On November 18, 2015, Fairchild Semiconductor entered into an Agreement and Plan of Merger (the “Merger Agreement”) with ON Semiconductor Corporation and its wholly owned subsidiary, Falcon Operations Sub, Inc. (together, “ON Semiconductor”), under which ON Semiconductor agreed to acquire Fairchild Semiconductor. The total transaction value is expected to be approximately $2.4 billion. Under the terms of the Merger Agreement, on December 4, 2015, ON Semiconductor commenced a tender offer to acquire outstanding shares of Fairchild Semiconductor common stock from our stockholders for $20.00 per share, net to each holder in cash (the “Offer Price”). The tender offer is described in a Tender Offer Statement on Schedule TO filed by ON Semiconductor with the Securities and Exchange Commission on December 4, 2015 (as amended, the “ON Schedule TO”). The closing of the tender offer is subject to various conditions, including there being validly tendered in the tender offer at least a majority of our then-outstanding shares, and the receipt of customary regulatory approvals in the U.S. and other countries.
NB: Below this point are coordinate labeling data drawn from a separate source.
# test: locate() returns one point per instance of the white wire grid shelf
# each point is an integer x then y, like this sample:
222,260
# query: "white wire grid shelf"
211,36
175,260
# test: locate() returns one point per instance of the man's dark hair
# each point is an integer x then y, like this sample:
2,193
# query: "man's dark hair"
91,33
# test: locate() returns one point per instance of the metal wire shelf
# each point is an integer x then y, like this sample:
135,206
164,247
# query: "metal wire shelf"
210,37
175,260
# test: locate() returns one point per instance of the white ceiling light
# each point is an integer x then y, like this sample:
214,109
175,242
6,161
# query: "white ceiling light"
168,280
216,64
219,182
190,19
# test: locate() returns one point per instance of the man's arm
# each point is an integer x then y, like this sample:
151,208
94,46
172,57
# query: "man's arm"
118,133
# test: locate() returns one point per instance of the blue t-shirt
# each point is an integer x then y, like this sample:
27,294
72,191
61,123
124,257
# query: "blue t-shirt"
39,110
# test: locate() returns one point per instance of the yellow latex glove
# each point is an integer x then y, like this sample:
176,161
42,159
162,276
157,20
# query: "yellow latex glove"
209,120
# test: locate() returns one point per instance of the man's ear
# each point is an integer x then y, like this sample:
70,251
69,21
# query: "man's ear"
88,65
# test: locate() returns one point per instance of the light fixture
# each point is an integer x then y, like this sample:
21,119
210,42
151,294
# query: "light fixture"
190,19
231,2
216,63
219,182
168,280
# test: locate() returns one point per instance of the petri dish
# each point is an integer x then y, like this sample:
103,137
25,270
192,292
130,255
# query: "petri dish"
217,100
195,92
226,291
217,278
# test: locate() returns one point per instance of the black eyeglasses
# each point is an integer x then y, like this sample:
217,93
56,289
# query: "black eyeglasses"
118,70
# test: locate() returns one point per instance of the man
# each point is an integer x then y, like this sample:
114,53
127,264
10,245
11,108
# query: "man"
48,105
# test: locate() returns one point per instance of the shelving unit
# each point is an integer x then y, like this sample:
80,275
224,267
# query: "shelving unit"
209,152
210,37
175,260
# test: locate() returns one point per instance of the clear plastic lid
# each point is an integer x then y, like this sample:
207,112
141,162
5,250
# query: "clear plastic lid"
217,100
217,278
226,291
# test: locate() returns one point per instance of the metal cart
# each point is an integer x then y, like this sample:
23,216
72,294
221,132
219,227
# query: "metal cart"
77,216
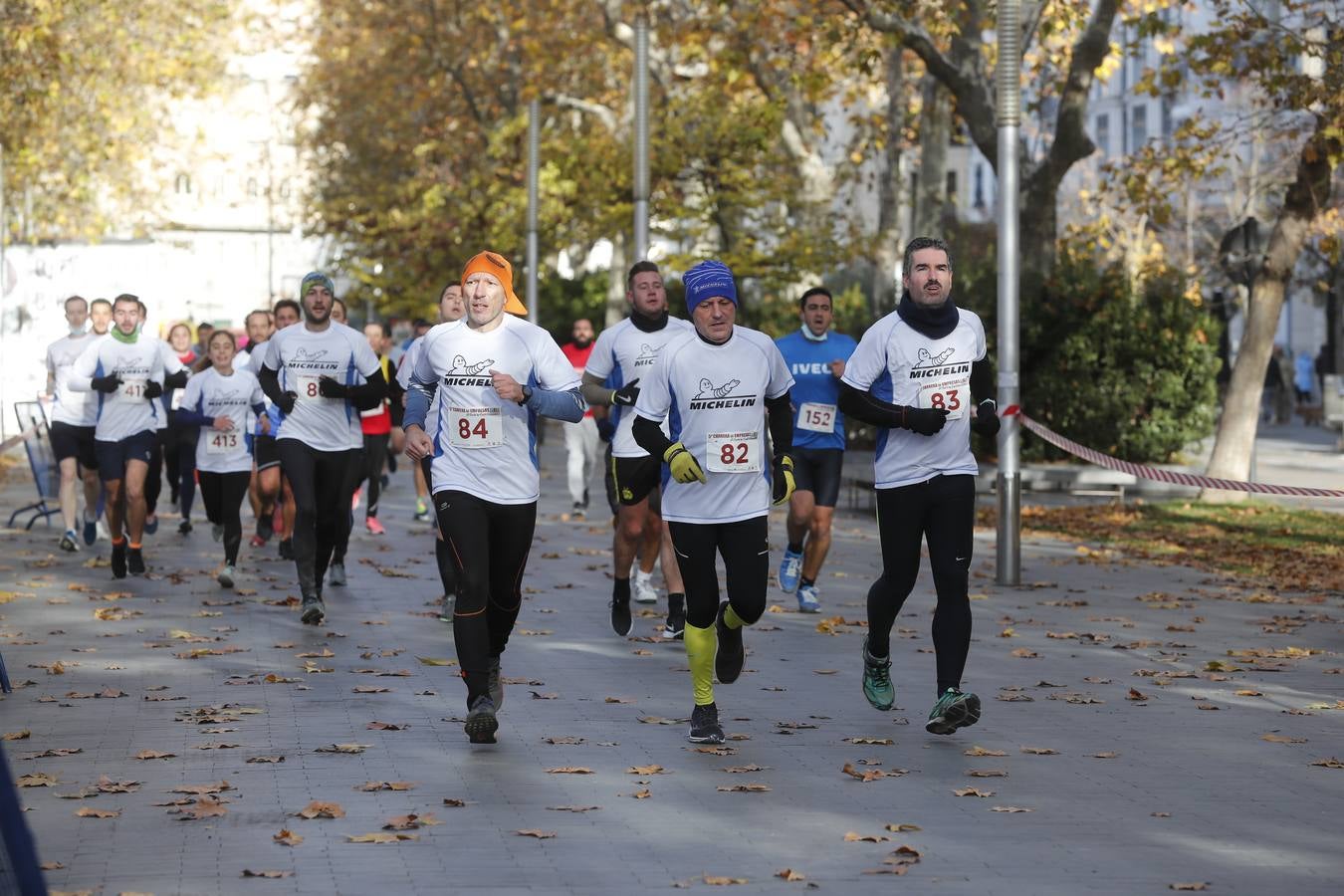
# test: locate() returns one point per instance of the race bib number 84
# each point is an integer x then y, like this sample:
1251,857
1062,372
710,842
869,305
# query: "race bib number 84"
733,452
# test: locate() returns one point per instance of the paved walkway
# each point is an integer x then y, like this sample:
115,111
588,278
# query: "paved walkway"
1156,727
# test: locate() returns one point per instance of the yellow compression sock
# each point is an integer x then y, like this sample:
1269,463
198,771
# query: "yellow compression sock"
701,645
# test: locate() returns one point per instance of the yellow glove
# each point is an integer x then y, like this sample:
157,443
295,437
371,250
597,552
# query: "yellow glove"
683,464
783,479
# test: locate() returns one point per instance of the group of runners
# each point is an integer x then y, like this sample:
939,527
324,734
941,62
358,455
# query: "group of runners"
709,425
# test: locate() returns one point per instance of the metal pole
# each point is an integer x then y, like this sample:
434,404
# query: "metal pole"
641,138
534,138
1009,473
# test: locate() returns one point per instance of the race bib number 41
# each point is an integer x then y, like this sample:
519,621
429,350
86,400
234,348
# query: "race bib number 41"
733,452
223,442
475,427
816,416
949,395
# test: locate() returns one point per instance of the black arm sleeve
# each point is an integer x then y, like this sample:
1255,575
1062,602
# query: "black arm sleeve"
982,381
649,437
863,406
269,381
369,392
780,415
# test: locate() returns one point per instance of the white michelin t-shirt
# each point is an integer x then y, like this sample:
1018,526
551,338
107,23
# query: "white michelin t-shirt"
624,352
484,445
70,407
714,400
215,395
125,411
303,356
902,365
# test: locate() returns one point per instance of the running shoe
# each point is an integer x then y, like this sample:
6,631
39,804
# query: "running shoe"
728,661
495,684
876,680
955,710
790,567
642,590
481,723
314,610
621,621
808,599
675,627
705,726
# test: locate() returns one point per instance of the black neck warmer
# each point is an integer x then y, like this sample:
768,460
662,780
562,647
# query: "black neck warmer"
933,323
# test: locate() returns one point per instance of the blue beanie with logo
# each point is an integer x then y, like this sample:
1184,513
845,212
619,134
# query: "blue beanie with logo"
709,280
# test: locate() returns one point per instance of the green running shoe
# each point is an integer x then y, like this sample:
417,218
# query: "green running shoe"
955,710
876,680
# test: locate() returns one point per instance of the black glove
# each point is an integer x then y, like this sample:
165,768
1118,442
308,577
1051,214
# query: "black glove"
987,418
327,387
626,395
925,421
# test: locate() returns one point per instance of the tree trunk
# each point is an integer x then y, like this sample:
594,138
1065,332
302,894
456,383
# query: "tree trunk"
934,133
1306,196
887,243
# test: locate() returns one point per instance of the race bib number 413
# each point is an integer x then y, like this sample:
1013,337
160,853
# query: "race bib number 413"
475,427
733,452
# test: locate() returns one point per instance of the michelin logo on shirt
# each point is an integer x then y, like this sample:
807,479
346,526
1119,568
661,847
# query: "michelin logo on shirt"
714,396
934,365
303,360
464,373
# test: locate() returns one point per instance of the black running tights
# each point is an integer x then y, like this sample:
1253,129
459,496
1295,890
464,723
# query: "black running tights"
223,493
943,510
323,484
745,547
490,545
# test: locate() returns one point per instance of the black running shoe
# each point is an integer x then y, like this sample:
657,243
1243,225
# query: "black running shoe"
955,710
481,723
728,661
621,621
314,610
705,726
495,685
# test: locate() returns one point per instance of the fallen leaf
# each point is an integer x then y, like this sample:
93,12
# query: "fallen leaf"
972,791
97,813
379,838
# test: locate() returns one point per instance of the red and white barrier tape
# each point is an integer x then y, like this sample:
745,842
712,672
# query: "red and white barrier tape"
1158,474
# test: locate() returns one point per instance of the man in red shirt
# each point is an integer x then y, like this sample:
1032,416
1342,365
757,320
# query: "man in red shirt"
580,439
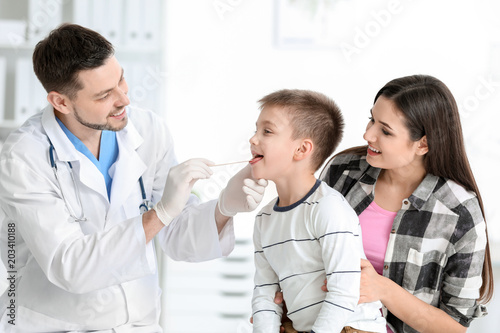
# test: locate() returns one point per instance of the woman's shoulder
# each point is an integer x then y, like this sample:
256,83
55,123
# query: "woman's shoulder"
344,163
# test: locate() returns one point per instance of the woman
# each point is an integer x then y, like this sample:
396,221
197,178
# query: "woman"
420,210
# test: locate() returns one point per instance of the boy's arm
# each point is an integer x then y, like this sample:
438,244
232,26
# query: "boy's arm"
337,228
266,314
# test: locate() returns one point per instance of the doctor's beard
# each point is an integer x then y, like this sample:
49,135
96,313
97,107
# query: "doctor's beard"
104,127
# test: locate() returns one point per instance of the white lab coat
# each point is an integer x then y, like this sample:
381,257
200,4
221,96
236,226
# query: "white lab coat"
99,274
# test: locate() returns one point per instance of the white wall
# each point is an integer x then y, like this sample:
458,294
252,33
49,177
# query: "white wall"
222,57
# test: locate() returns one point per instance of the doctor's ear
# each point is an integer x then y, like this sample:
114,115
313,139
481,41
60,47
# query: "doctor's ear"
303,150
59,101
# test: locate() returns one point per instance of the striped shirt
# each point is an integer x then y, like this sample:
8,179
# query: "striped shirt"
437,242
296,248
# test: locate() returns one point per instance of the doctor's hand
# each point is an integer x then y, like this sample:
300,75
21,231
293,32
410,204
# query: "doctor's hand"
180,181
243,193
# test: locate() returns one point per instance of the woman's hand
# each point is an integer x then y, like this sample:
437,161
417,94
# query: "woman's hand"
286,323
371,288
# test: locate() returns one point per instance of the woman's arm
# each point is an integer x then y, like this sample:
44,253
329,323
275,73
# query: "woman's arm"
419,315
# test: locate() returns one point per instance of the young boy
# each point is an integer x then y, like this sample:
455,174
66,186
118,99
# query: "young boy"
309,232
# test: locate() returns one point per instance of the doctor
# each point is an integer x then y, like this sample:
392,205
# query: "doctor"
74,181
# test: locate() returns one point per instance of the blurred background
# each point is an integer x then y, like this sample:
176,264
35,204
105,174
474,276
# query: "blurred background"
203,64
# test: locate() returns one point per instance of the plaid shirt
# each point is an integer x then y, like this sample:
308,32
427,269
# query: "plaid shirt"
437,243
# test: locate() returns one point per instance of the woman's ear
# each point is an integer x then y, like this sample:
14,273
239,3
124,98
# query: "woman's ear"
59,102
422,147
303,150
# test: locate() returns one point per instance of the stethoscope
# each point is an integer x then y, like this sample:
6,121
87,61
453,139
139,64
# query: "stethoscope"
143,207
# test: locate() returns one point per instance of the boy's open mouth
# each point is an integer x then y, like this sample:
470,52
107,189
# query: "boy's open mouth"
256,158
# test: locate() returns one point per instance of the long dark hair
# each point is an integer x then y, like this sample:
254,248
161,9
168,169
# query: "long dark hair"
430,109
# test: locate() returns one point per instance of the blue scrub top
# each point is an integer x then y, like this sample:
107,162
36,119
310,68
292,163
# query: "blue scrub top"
108,152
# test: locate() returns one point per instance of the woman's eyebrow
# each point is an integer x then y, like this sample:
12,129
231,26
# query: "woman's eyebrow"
383,123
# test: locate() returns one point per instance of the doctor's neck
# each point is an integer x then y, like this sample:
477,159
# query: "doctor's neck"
90,136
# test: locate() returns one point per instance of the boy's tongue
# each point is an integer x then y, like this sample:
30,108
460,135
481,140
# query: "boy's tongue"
256,159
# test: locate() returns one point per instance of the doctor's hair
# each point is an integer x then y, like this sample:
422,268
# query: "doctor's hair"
67,50
312,115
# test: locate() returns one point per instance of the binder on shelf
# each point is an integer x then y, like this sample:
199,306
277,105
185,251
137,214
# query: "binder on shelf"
30,96
152,23
13,32
22,92
113,22
133,23
99,16
43,16
3,74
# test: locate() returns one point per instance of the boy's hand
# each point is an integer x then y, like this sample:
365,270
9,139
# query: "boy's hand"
243,193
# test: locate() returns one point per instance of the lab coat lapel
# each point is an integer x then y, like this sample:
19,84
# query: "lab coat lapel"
127,170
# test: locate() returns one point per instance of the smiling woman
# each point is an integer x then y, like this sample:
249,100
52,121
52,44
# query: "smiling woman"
436,264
Following receipt of those approvals and after such time as all shares tendered in the tender offer are accepted for payment, the Merger Agreement provides for the parties to effect a merger which would result in all shares not tendered in the tender offer (other than shares held by (i) ON Semiconductor, Fairchild Semiconductor or their respective subsidiaries immediately prior to the effective time of the merger, and (ii) stockholders of Fairchild Semiconductor who properly exercised their appraisal rights under the Delaware General Corporation Law) being converted into the right to receive the Offer Price. In addition, immediately prior to the effective time of the merger, all outstanding options to purchase shares of Fairchild Semiconductor common stock, restricted stock units, deferred stock units and performance units will become fully vested and be converted into the right to receive the Offer Price (net of any applicable exercise price with respect to options).

At the completion of the merger, Fairchild Semiconductor would become a wholly-owned subsidiary of ON Semiconductor. Additional information about our pending acquisition by ON Semiconductor is available in the Solicitation/Recommendation Statement on Schedule 14D-9 filed with the Securities and Exchange Commission by Fairchild Semiconductor International, Inc. (as amended, our “Schedule 14D-9”). The foregoing description of the Merger Agreement and the terms and conditions of the tender offer and merger do not purport to be complete and are qualified in their entirety by reference to the Merger Agreement, to our Schedule 14D-9, and to ON Semiconductor’s tender offer to purchase and other related documents, copies of which are filed as Exhibits (e)(1) and (a)(1)(A), respectively, of our Schedule 14D-9, all of which are incorporated herein by reference. The Merger Agreement is also filed as Exhibit 2.01 to our Annual Report on Form 10-K for the year ended December 27, 2015. The transaction is expected to close in the third quarter of 2016.